Proteogenomics of non-small cell lung cancer reveals molecular subtypes associated with specific therapeutic targets and immune-evasion mechanisms

2021 
Despite major advancements in lung cancer treatment, long-term survival is still rare and a deeper understanding of molecular phenotypes would allow the identification of specific cancer dependencies and immune-evasion mechanisms. Here we performed in-depth mass-spectrometry-based proteogenomic analysis of 141 tumors representing all major histologies of non-small cell lung cancer (NSCLC). We identified six distinct proteome subtypes with striking differences in immune cell composition and subtype-specific expression of immune checkpoints.

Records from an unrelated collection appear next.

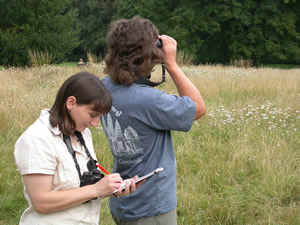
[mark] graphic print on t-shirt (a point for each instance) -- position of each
(125, 143)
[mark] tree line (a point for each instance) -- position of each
(213, 31)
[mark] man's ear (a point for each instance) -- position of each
(70, 103)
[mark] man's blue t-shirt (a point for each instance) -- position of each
(138, 129)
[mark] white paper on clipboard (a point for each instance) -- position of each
(123, 185)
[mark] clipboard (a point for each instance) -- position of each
(123, 185)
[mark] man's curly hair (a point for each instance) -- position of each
(131, 50)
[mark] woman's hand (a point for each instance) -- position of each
(107, 185)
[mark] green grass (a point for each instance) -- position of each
(239, 164)
(281, 66)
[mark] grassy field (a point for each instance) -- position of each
(239, 164)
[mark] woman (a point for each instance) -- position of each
(55, 155)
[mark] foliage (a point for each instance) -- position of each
(36, 25)
(221, 31)
(239, 164)
(212, 31)
(40, 58)
(93, 19)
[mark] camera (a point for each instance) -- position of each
(158, 43)
(91, 177)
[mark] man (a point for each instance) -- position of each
(138, 127)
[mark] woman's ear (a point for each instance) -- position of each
(70, 103)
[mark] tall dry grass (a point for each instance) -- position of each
(239, 164)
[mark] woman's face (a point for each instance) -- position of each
(83, 116)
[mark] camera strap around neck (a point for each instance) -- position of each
(67, 141)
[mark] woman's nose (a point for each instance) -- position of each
(95, 121)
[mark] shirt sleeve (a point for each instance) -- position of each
(34, 154)
(163, 111)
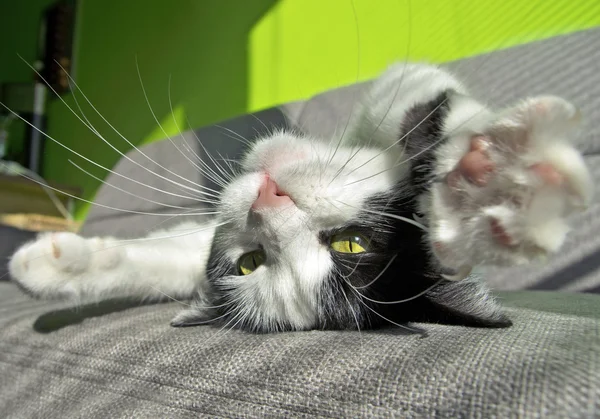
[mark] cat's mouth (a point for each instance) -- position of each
(270, 195)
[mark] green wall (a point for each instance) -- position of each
(228, 57)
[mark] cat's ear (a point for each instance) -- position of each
(193, 317)
(467, 302)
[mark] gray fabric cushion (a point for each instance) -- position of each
(565, 66)
(130, 363)
(113, 360)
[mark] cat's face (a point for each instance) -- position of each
(304, 243)
(275, 252)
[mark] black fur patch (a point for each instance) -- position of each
(422, 132)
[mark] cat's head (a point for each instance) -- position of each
(318, 235)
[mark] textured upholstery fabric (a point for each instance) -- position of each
(120, 359)
(130, 363)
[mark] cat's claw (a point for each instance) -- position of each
(507, 198)
(54, 264)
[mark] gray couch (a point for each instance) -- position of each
(122, 359)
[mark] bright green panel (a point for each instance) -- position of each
(303, 47)
(201, 45)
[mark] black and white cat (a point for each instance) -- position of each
(355, 231)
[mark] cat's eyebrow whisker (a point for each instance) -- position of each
(213, 161)
(91, 128)
(109, 207)
(353, 315)
(131, 193)
(402, 326)
(220, 181)
(189, 231)
(385, 214)
(405, 300)
(189, 210)
(126, 242)
(172, 115)
(378, 276)
(395, 143)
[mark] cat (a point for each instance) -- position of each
(379, 225)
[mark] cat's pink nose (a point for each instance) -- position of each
(269, 196)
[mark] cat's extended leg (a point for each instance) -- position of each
(494, 188)
(64, 265)
(505, 187)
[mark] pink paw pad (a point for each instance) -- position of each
(475, 166)
(500, 234)
(548, 173)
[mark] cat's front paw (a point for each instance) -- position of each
(507, 191)
(55, 265)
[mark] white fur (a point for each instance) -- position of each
(329, 181)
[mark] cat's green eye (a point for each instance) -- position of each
(248, 262)
(349, 242)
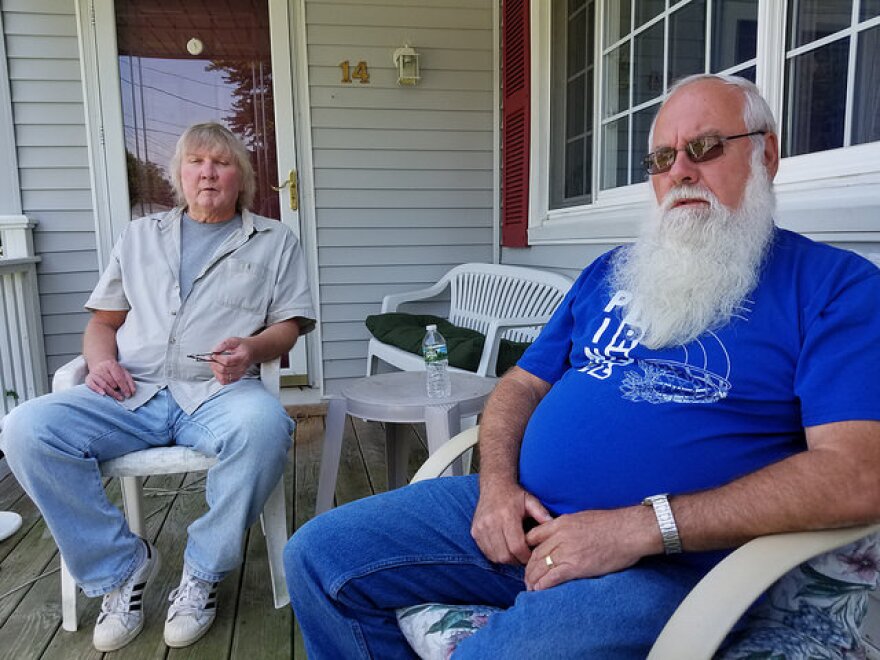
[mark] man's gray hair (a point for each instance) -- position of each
(214, 136)
(757, 114)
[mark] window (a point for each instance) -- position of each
(573, 71)
(825, 106)
(602, 67)
(645, 46)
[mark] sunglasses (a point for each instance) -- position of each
(698, 150)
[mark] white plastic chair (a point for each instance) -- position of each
(498, 301)
(132, 468)
(716, 603)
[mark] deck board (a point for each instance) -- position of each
(247, 626)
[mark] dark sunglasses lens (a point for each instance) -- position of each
(705, 148)
(659, 161)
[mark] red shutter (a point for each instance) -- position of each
(515, 124)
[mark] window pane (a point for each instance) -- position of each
(574, 107)
(687, 41)
(577, 46)
(165, 89)
(866, 118)
(748, 74)
(816, 99)
(869, 9)
(641, 127)
(734, 32)
(571, 103)
(810, 20)
(617, 20)
(647, 9)
(648, 74)
(617, 80)
(615, 150)
(575, 160)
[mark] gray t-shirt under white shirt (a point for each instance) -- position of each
(198, 243)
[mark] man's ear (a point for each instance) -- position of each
(771, 154)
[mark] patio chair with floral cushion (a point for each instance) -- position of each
(806, 594)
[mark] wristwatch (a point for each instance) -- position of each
(666, 521)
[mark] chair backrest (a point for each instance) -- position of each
(480, 293)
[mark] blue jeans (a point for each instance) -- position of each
(349, 569)
(54, 444)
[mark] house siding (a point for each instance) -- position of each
(47, 109)
(403, 176)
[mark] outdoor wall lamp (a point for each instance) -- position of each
(407, 61)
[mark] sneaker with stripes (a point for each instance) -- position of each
(192, 611)
(122, 616)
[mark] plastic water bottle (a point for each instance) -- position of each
(436, 364)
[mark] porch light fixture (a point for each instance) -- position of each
(406, 60)
(195, 46)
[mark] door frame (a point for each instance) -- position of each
(102, 98)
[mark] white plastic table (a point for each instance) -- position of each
(397, 398)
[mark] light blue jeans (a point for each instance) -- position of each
(349, 569)
(54, 443)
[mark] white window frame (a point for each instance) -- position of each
(831, 195)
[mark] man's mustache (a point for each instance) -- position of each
(688, 191)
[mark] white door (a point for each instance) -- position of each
(162, 66)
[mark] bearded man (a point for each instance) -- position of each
(720, 371)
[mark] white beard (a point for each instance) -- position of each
(692, 267)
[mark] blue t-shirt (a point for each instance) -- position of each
(622, 421)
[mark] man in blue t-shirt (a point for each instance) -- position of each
(711, 383)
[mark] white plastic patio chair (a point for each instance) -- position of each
(132, 468)
(702, 621)
(499, 301)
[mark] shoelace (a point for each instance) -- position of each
(117, 602)
(190, 597)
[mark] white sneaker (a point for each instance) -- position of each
(122, 615)
(192, 611)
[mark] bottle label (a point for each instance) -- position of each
(435, 353)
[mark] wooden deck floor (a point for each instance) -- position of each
(247, 626)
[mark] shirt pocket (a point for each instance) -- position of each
(244, 285)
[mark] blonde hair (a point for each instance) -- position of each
(214, 136)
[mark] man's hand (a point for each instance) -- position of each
(498, 522)
(231, 360)
(110, 378)
(590, 544)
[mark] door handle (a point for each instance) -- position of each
(294, 192)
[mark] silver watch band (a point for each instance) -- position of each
(666, 521)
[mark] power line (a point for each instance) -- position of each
(177, 96)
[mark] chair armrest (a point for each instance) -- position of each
(489, 358)
(70, 374)
(446, 454)
(711, 609)
(270, 374)
(391, 302)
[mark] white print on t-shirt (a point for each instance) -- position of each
(661, 381)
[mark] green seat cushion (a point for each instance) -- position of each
(464, 346)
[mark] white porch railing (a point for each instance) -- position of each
(22, 357)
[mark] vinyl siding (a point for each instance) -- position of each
(403, 176)
(572, 259)
(49, 120)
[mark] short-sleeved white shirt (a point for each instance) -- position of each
(256, 278)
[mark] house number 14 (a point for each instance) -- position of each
(360, 72)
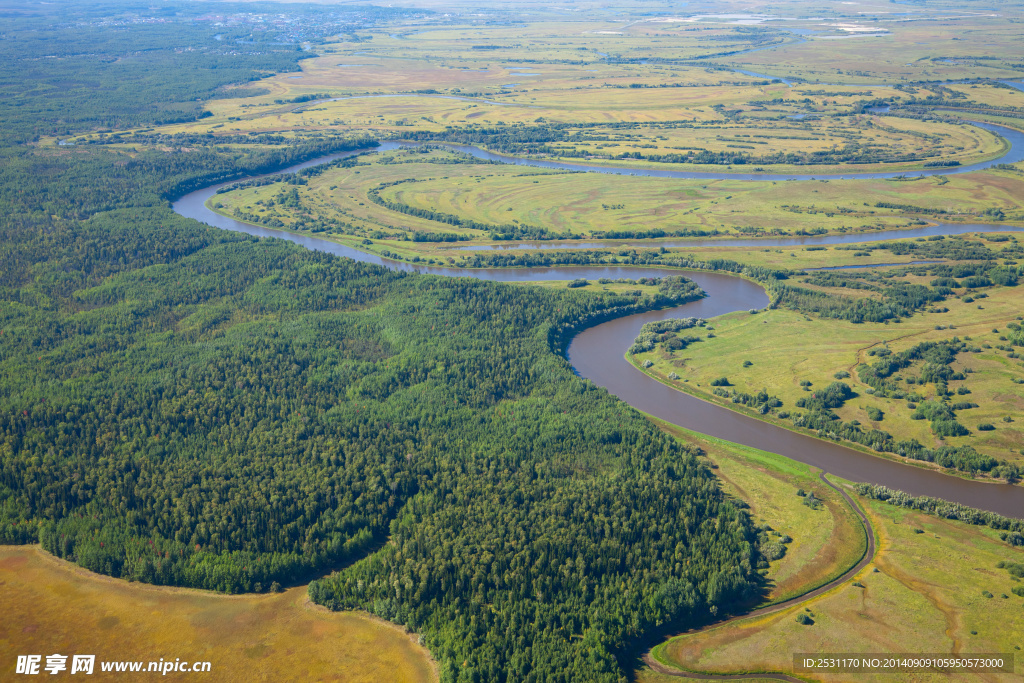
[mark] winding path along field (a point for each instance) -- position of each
(850, 573)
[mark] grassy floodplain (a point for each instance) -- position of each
(54, 606)
(556, 83)
(591, 206)
(927, 591)
(826, 540)
(785, 348)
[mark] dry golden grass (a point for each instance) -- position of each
(927, 595)
(51, 606)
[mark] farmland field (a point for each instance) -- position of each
(367, 412)
(54, 606)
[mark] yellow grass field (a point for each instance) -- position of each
(51, 606)
(826, 542)
(785, 347)
(927, 591)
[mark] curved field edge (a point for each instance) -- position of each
(935, 586)
(51, 605)
(822, 549)
(768, 480)
(805, 432)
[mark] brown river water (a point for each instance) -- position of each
(597, 354)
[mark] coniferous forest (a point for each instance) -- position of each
(182, 406)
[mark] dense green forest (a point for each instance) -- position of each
(184, 406)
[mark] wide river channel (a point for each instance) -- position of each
(597, 353)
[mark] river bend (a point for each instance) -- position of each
(597, 353)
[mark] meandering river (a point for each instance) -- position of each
(597, 353)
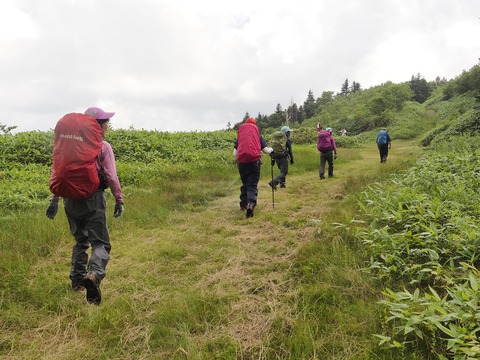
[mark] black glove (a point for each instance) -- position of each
(52, 209)
(118, 209)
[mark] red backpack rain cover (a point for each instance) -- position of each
(78, 141)
(248, 147)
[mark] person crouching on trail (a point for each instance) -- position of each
(248, 150)
(282, 159)
(87, 214)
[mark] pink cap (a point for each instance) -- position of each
(98, 113)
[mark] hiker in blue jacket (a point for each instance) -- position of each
(384, 143)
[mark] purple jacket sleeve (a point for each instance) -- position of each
(106, 162)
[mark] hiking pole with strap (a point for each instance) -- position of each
(272, 162)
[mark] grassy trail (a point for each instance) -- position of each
(202, 283)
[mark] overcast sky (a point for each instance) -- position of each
(184, 65)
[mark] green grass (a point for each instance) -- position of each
(190, 277)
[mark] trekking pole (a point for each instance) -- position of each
(272, 162)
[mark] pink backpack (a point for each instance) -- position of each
(78, 141)
(324, 143)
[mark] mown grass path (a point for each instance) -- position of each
(201, 283)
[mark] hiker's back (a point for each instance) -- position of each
(324, 143)
(278, 142)
(248, 146)
(78, 141)
(382, 137)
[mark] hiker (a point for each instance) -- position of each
(281, 156)
(248, 150)
(328, 150)
(384, 143)
(87, 216)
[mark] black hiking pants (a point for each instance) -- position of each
(250, 176)
(88, 223)
(383, 149)
(326, 157)
(282, 164)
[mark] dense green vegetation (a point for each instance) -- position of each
(393, 264)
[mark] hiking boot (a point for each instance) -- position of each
(273, 185)
(250, 208)
(91, 283)
(77, 286)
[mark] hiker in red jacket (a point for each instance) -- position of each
(248, 150)
(88, 221)
(328, 150)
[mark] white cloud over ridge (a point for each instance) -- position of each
(186, 65)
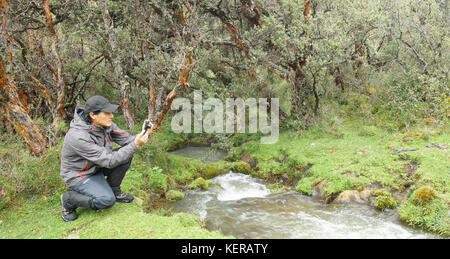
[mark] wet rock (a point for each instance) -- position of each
(252, 161)
(348, 195)
(317, 188)
(438, 145)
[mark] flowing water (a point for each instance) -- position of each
(241, 205)
(204, 154)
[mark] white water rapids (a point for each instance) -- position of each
(241, 205)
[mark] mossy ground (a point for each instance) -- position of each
(360, 157)
(351, 156)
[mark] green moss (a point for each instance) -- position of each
(423, 196)
(305, 185)
(426, 210)
(385, 202)
(174, 195)
(200, 183)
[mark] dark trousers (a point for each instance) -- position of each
(100, 190)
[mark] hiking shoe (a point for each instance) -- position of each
(67, 213)
(122, 197)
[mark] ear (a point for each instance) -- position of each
(91, 114)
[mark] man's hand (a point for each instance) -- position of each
(142, 137)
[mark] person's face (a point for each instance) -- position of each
(103, 119)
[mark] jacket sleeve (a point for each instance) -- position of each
(119, 136)
(98, 155)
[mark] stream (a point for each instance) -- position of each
(240, 205)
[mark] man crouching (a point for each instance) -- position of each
(87, 157)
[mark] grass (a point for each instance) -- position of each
(40, 218)
(348, 155)
(353, 156)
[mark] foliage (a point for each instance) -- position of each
(426, 210)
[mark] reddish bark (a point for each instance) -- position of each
(177, 90)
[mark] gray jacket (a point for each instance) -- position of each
(87, 148)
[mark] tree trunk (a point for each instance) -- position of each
(61, 96)
(119, 73)
(17, 115)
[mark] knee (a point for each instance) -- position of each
(104, 202)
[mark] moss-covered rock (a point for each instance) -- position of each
(423, 196)
(427, 210)
(200, 183)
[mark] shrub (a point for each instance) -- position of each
(426, 210)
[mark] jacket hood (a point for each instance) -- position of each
(78, 122)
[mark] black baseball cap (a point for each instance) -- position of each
(99, 103)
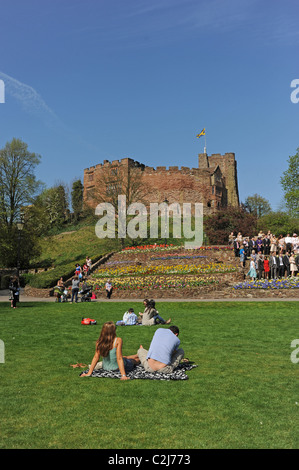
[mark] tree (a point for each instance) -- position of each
(18, 184)
(257, 205)
(219, 225)
(54, 200)
(290, 184)
(77, 198)
(120, 181)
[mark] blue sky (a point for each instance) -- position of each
(108, 79)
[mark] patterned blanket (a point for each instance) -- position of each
(139, 373)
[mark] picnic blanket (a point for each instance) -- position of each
(139, 373)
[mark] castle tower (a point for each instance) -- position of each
(203, 161)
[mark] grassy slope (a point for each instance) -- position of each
(244, 394)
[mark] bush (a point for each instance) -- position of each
(5, 279)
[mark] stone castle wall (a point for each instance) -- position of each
(214, 182)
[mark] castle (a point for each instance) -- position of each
(214, 183)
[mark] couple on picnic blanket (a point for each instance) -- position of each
(164, 354)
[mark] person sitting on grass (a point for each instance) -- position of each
(109, 347)
(129, 318)
(164, 354)
(151, 316)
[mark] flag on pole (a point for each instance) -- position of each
(203, 132)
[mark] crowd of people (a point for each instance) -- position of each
(270, 257)
(78, 283)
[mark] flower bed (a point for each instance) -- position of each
(135, 270)
(154, 282)
(287, 283)
(163, 247)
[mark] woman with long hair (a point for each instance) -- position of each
(109, 347)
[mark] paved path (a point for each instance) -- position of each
(4, 296)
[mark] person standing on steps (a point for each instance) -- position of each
(75, 289)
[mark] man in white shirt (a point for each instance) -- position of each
(164, 354)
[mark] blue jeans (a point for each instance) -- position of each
(75, 295)
(160, 319)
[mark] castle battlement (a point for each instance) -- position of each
(213, 182)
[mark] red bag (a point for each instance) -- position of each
(88, 321)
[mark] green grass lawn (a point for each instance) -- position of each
(243, 394)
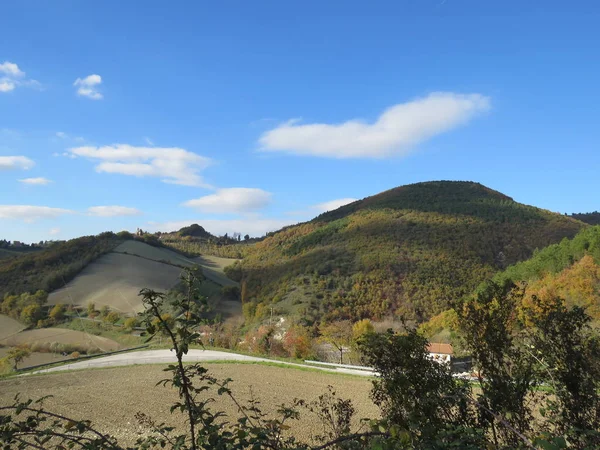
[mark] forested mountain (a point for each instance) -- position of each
(410, 250)
(569, 270)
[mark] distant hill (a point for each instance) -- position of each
(116, 278)
(52, 267)
(195, 230)
(410, 250)
(592, 218)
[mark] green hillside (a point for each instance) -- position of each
(52, 267)
(410, 250)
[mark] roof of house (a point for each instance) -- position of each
(445, 349)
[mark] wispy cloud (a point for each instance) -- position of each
(395, 132)
(11, 77)
(333, 204)
(171, 164)
(67, 137)
(15, 162)
(29, 213)
(232, 200)
(88, 86)
(35, 181)
(113, 211)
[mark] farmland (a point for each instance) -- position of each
(111, 397)
(9, 326)
(115, 279)
(45, 337)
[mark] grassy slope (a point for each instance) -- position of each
(51, 268)
(410, 250)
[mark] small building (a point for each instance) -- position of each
(441, 352)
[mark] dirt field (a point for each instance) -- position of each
(9, 326)
(111, 397)
(115, 280)
(61, 336)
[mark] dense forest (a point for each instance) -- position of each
(569, 270)
(411, 250)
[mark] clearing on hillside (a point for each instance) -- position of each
(111, 397)
(115, 280)
(154, 253)
(9, 327)
(212, 267)
(45, 337)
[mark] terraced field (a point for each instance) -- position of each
(115, 279)
(9, 327)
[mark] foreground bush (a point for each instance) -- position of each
(423, 406)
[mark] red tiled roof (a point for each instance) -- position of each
(445, 349)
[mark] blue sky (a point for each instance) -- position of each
(246, 116)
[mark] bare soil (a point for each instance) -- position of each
(111, 397)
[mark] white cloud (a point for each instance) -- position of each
(254, 227)
(6, 85)
(232, 200)
(88, 86)
(13, 77)
(395, 132)
(30, 213)
(65, 136)
(171, 164)
(333, 204)
(11, 69)
(35, 181)
(113, 211)
(15, 162)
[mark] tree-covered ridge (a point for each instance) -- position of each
(557, 257)
(410, 250)
(53, 267)
(569, 270)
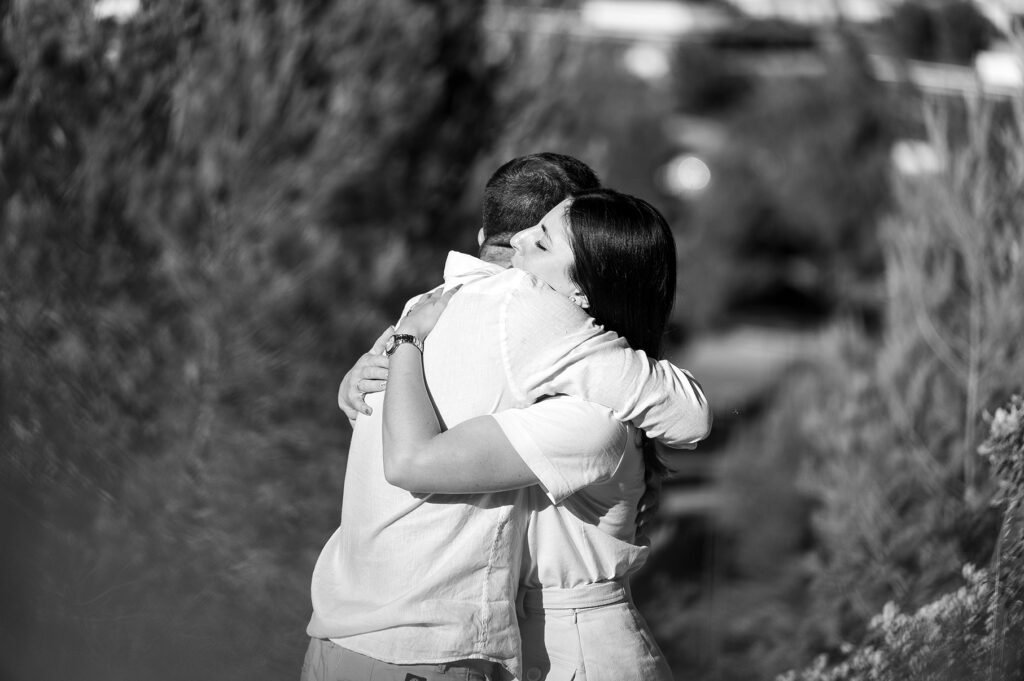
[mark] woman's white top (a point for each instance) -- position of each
(583, 515)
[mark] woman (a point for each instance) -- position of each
(613, 255)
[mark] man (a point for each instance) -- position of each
(419, 587)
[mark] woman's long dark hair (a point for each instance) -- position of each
(625, 263)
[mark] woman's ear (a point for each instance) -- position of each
(580, 299)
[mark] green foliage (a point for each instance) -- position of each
(881, 437)
(974, 632)
(207, 213)
(788, 223)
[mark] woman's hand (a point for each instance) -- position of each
(369, 374)
(424, 314)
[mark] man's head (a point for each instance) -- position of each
(523, 189)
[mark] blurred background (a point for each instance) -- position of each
(210, 208)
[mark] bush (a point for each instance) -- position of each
(208, 212)
(975, 632)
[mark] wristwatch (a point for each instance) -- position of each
(397, 339)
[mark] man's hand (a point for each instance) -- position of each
(368, 375)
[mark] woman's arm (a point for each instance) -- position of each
(471, 458)
(474, 457)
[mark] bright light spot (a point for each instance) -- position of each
(815, 11)
(686, 174)
(119, 10)
(646, 61)
(913, 157)
(1000, 70)
(639, 16)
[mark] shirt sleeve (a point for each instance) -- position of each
(568, 443)
(551, 346)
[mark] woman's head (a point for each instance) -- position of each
(614, 253)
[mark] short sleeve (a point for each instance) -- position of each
(550, 346)
(568, 443)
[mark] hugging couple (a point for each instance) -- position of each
(491, 501)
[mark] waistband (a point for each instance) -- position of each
(576, 598)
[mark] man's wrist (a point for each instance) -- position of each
(399, 339)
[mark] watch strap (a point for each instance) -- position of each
(399, 339)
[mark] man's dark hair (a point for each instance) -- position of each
(519, 193)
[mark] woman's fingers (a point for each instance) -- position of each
(374, 373)
(371, 385)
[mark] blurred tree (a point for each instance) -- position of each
(207, 212)
(799, 183)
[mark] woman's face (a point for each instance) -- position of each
(544, 250)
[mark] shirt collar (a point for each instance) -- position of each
(460, 267)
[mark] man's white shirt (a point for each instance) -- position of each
(413, 579)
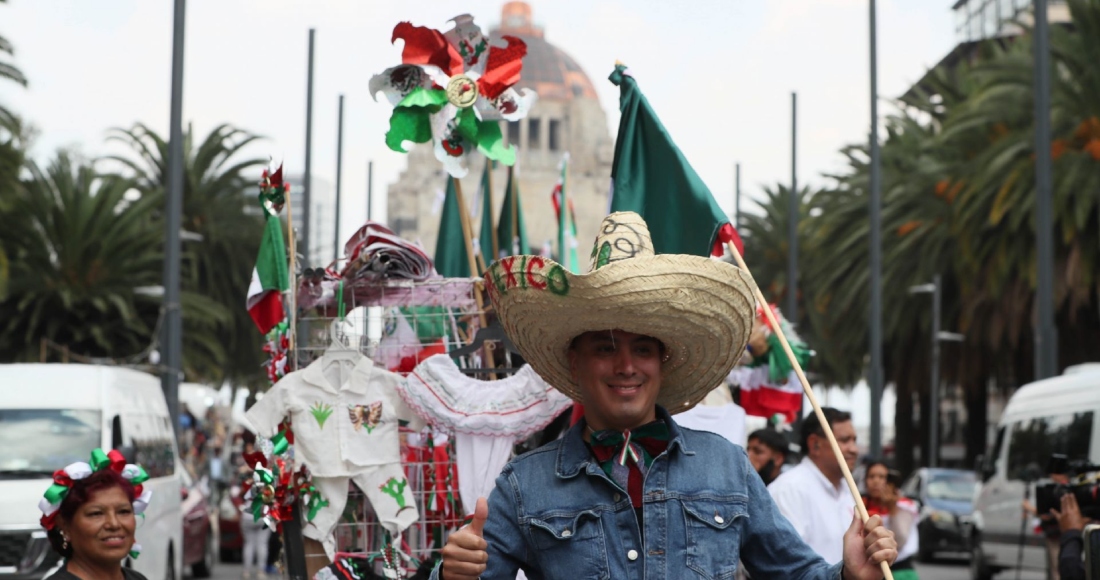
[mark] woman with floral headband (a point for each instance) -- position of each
(90, 514)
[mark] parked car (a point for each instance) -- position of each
(59, 413)
(229, 524)
(946, 501)
(1056, 415)
(200, 526)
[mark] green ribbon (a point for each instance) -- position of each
(99, 459)
(279, 442)
(411, 118)
(142, 477)
(56, 493)
(779, 365)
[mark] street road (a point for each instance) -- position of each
(941, 570)
(958, 569)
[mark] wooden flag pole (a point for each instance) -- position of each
(293, 328)
(515, 211)
(810, 394)
(466, 234)
(488, 192)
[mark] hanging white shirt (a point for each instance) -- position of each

Unexpectedly, high neoantigen burden was linked to global hypomethylation and complex neoantigens mapped to genomic regions, such as endogenous retroviral elements and introns, in immune-cold subtypes. Further, we linked immune evasion with LAG-3 via STK11 mutation-dependent HNF1A activation and FGL1 expression. Finally, we develop a data-independent acquisition mass-spectrometry-based NSCLC subtype classification method, validate it in an independent cohort of 208 NSCLC cases and demonstrate its clinical utility by analyzing an additional cohort of 84 late-stage NSCLC biopsy samples. Lehtio and colleagues perform proteogenomic analysis of non-small cell lung cancer and identify molecular subtypes with distinct immune-evasion mechanisms and therapeutic targets and validate their classification method in separate clinical cohorts.